Le Chili de Vargas fait tomber le champion du monde

Ils étaient six, cinq ont réussi à franchir le premier tour. Les sud-américains n’ont pas déçu pour le retour de l’épreuve reine sur leur continent après 36 ans d’attente. Si certains ont surpris et conquis les non-initiés, d’autres, favoris annoncés, se sont effondrés. Le bilan des sud-américains.

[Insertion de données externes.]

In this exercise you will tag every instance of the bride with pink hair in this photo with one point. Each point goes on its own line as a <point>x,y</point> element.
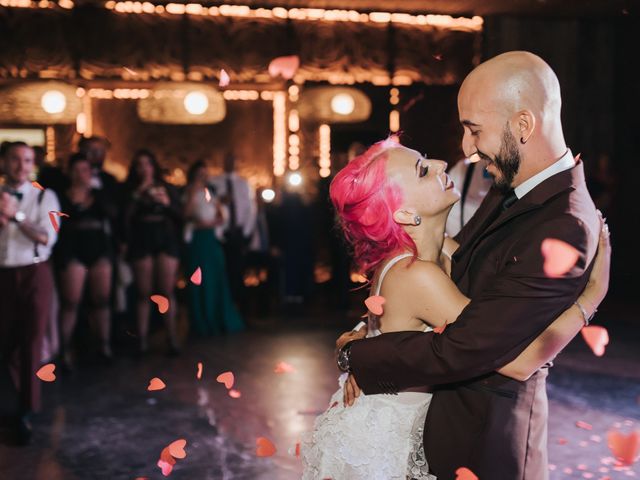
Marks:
<point>392,205</point>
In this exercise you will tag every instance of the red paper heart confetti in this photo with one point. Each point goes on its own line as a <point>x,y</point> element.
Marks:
<point>224,78</point>
<point>464,473</point>
<point>176,449</point>
<point>597,338</point>
<point>285,66</point>
<point>439,330</point>
<point>196,277</point>
<point>227,378</point>
<point>584,425</point>
<point>162,302</point>
<point>166,468</point>
<point>54,221</point>
<point>46,373</point>
<point>156,384</point>
<point>284,367</point>
<point>375,303</point>
<point>625,448</point>
<point>559,257</point>
<point>264,447</point>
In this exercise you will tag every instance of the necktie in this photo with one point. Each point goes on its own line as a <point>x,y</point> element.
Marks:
<point>509,199</point>
<point>232,204</point>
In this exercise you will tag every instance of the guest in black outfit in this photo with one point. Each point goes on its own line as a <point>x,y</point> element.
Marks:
<point>152,228</point>
<point>84,255</point>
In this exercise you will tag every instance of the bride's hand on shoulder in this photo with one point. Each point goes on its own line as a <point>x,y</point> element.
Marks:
<point>598,283</point>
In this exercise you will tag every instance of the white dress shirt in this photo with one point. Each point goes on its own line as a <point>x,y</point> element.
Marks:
<point>478,188</point>
<point>564,163</point>
<point>243,198</point>
<point>18,250</point>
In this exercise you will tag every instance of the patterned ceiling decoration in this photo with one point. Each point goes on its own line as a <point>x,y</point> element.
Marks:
<point>93,43</point>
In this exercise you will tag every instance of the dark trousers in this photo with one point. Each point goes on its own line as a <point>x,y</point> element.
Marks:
<point>25,307</point>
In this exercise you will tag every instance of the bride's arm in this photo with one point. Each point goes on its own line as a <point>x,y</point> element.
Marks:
<point>550,342</point>
<point>441,302</point>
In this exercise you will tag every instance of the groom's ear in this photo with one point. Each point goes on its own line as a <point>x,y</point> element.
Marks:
<point>404,217</point>
<point>526,125</point>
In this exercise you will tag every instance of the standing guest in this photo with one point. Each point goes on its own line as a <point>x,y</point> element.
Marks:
<point>212,309</point>
<point>152,226</point>
<point>238,196</point>
<point>26,238</point>
<point>84,256</point>
<point>473,181</point>
<point>95,149</point>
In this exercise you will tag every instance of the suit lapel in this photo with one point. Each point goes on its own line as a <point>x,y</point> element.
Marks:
<point>494,218</point>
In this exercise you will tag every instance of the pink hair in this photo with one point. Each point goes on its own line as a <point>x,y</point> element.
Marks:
<point>365,200</point>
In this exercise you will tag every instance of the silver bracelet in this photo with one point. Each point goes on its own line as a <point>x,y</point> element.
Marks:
<point>587,318</point>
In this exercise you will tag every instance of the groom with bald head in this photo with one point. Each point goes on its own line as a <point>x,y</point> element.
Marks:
<point>509,107</point>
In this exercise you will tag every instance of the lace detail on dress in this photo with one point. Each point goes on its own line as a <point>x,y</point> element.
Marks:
<point>378,438</point>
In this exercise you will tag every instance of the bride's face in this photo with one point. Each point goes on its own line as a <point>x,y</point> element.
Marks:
<point>427,189</point>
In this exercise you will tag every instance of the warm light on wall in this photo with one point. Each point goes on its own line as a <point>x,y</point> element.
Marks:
<point>196,103</point>
<point>325,150</point>
<point>308,14</point>
<point>53,101</point>
<point>343,104</point>
<point>279,133</point>
<point>50,135</point>
<point>394,121</point>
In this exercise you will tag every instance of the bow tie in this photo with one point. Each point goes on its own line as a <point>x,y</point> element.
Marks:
<point>16,194</point>
<point>509,199</point>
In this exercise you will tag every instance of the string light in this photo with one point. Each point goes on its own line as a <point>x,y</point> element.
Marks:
<point>279,134</point>
<point>308,14</point>
<point>325,150</point>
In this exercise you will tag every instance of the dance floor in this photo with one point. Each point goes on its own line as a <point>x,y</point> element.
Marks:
<point>101,423</point>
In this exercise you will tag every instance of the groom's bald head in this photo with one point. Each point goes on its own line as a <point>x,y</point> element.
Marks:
<point>510,109</point>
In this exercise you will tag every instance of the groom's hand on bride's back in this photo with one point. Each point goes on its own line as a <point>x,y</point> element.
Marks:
<point>350,336</point>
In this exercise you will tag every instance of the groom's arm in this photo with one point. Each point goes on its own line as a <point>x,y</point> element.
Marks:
<point>514,308</point>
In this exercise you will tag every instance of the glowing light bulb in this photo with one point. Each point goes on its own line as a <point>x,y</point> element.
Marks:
<point>268,195</point>
<point>53,101</point>
<point>295,179</point>
<point>196,103</point>
<point>343,104</point>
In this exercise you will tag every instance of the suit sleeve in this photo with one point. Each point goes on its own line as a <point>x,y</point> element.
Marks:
<point>515,306</point>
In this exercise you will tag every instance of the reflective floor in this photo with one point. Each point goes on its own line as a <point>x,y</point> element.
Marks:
<point>102,423</point>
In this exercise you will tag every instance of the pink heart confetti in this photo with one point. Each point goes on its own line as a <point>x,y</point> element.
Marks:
<point>227,378</point>
<point>162,302</point>
<point>46,373</point>
<point>375,303</point>
<point>559,257</point>
<point>224,78</point>
<point>597,338</point>
<point>196,277</point>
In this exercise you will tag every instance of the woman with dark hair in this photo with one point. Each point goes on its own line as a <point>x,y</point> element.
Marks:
<point>83,255</point>
<point>211,307</point>
<point>151,228</point>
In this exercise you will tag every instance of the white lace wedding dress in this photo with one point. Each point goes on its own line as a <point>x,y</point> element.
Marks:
<point>378,438</point>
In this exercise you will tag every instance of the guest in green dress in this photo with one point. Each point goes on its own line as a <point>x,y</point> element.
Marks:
<point>212,310</point>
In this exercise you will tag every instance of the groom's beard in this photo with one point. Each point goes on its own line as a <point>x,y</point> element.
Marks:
<point>507,161</point>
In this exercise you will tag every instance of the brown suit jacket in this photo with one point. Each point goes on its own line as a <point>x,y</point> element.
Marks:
<point>479,419</point>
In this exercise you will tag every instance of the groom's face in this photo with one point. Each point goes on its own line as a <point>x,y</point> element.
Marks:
<point>487,134</point>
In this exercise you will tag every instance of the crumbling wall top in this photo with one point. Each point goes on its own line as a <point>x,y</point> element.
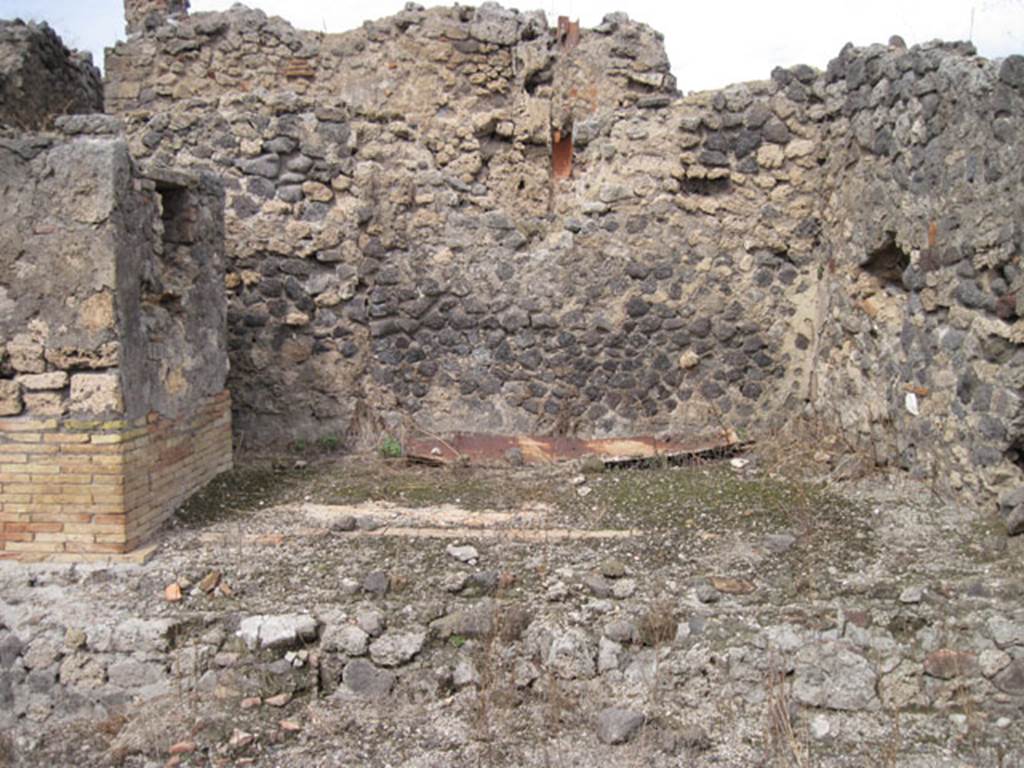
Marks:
<point>40,78</point>
<point>147,14</point>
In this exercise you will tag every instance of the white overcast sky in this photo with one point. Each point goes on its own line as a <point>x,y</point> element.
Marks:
<point>710,44</point>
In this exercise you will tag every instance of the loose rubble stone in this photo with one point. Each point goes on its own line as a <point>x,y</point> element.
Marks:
<point>832,675</point>
<point>393,649</point>
<point>276,631</point>
<point>376,583</point>
<point>616,725</point>
<point>365,680</point>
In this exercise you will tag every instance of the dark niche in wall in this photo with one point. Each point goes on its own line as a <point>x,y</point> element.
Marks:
<point>888,262</point>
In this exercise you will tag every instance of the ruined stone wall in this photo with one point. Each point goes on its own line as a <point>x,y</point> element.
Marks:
<point>464,219</point>
<point>110,283</point>
<point>40,79</point>
<point>399,248</point>
<point>920,352</point>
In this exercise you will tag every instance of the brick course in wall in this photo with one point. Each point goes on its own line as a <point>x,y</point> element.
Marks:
<point>82,489</point>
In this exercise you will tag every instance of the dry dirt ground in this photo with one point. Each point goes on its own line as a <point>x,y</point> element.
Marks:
<point>707,614</point>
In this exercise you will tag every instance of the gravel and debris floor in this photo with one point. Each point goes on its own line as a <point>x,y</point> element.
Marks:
<point>743,617</point>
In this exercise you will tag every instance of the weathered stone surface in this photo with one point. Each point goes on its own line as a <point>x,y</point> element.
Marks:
<point>43,79</point>
<point>393,649</point>
<point>365,680</point>
<point>10,397</point>
<point>617,725</point>
<point>347,639</point>
<point>278,631</point>
<point>832,675</point>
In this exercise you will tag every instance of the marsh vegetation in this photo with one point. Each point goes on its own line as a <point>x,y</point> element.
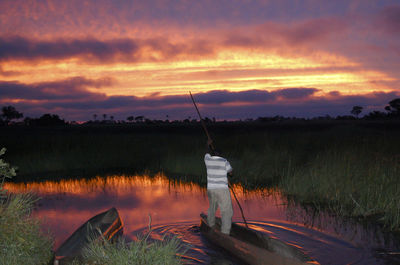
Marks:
<point>348,167</point>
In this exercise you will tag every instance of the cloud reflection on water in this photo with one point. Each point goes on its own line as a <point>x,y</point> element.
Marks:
<point>67,204</point>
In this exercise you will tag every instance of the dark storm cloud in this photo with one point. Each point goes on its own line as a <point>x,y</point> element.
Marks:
<point>273,35</point>
<point>69,89</point>
<point>19,48</point>
<point>388,20</point>
<point>27,49</point>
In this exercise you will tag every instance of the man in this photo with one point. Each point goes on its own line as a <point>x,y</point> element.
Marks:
<point>217,189</point>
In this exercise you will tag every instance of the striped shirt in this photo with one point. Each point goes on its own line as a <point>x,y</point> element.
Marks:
<point>217,170</point>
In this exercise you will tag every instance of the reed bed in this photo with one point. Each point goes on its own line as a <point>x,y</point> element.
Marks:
<point>349,168</point>
<point>141,251</point>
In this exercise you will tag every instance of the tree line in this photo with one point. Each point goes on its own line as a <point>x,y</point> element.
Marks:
<point>10,115</point>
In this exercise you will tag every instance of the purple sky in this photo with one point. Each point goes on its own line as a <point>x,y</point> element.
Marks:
<point>240,59</point>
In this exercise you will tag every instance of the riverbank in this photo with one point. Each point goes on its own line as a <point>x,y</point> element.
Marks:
<point>350,168</point>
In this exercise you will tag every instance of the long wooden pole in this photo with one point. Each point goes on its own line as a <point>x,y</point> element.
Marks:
<point>212,147</point>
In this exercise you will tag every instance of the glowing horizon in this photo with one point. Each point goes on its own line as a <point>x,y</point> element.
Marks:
<point>146,51</point>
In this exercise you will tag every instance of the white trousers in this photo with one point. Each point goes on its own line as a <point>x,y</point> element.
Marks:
<point>220,198</point>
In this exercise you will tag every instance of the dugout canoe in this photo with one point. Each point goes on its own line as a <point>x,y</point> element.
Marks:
<point>253,247</point>
<point>107,224</point>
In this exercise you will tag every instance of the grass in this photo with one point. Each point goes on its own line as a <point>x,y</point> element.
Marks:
<point>350,168</point>
<point>21,238</point>
<point>134,253</point>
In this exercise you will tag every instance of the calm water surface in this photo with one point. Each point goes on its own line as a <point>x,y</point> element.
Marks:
<point>175,207</point>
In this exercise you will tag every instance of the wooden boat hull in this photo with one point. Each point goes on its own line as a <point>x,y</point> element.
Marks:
<point>107,224</point>
<point>253,247</point>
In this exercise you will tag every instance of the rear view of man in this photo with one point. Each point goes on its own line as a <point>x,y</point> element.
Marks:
<point>217,189</point>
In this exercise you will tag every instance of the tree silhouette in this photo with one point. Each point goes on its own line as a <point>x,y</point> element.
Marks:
<point>139,118</point>
<point>10,113</point>
<point>356,110</point>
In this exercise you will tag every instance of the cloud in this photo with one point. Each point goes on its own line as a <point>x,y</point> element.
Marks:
<point>70,89</point>
<point>388,20</point>
<point>89,49</point>
<point>15,48</point>
<point>72,100</point>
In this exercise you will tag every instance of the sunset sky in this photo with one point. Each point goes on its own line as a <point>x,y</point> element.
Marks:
<point>240,59</point>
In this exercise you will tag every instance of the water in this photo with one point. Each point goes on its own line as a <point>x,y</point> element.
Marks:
<point>174,208</point>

36 ans d’attente pour enfin revoir une Coupe du Monde sur le continent, l’heure était venue de montrer au monde que les sud-américains savent recevoir. Avec six qualifiés au premier rang desquels Brésil et Argentine, immédiatement classés par les européens comme les favoris logiques, la CONMEBOL avait de solides arguments à faire valoir. Elle n’aura finalement pas réellement déçu ses habitués. Le bilan, sélection par sélection.

Argentine : le paradoxe


Nombreux étaient ceux qui faisaient de l’Albiceleste un finaliste potentiel. Placé dans un groupe largement à sa portée, profitant de tirages plutôt cléments jusqu’à la demi-finale, la sélection de Sabella aura donc en partie répondu aux attentes placées en elle. Pendant que ses fans s’offraient un buzz mondial avec leur chant à la gloire de Maradona, l’Albiceleste, pourtant si proche de décrocher une troisième étoile, aura cultivé les paradoxes et montré ses limites. Car s’il était une certitude, c’est bien que peu pouvaient rivaliser avec le potentiel offensif argentin. Dans l’ombre de Messi, à qui nombre de suiveurs promettaient un mondial à la Diego, les Di Maria, Lavezzi, Higuain et autres Agüero formaient effectivement une armada offensive de poids pour le sélectionneur. Restait alors à trouver une stabilité défensive, point faible annoncé de l’équipe. Sabella aura cherché la bonne formule avant de la trouver au meilleur des moments : la phase finale de l’épreuve. En sortant Fernandez et Gago pour leur préférer Demichelis et Biglia, le coach argentin réussi son pari. L’Argentine se transforme en machine à faire déjouer. Elle n’encaisse plus de buts. Malheureusement, orpheline de Di Maria, seul véritable danger offensif après l’extinction de Messi, l’invisibilité d’Agüero et la maladresse des Higuain et autres Palacio, l’Albiceleste montrera aussi (surtout) ses limites. A faire reposer son animation sur le seul talent d’un joueur, avec un sélectionneur qui touche à ses limites tactiques (la sortie de Lavezzi à la pause reste une énigme) et une profondeur de banc réduite, l’Argentine manque sa chance de décrocher une troisième étoile et, comme d’habitude, se prépare désormais à partir en quête d’un nouvel entraîneur qui devra apporter une nouvelle dynamique (voire tout reconstruire).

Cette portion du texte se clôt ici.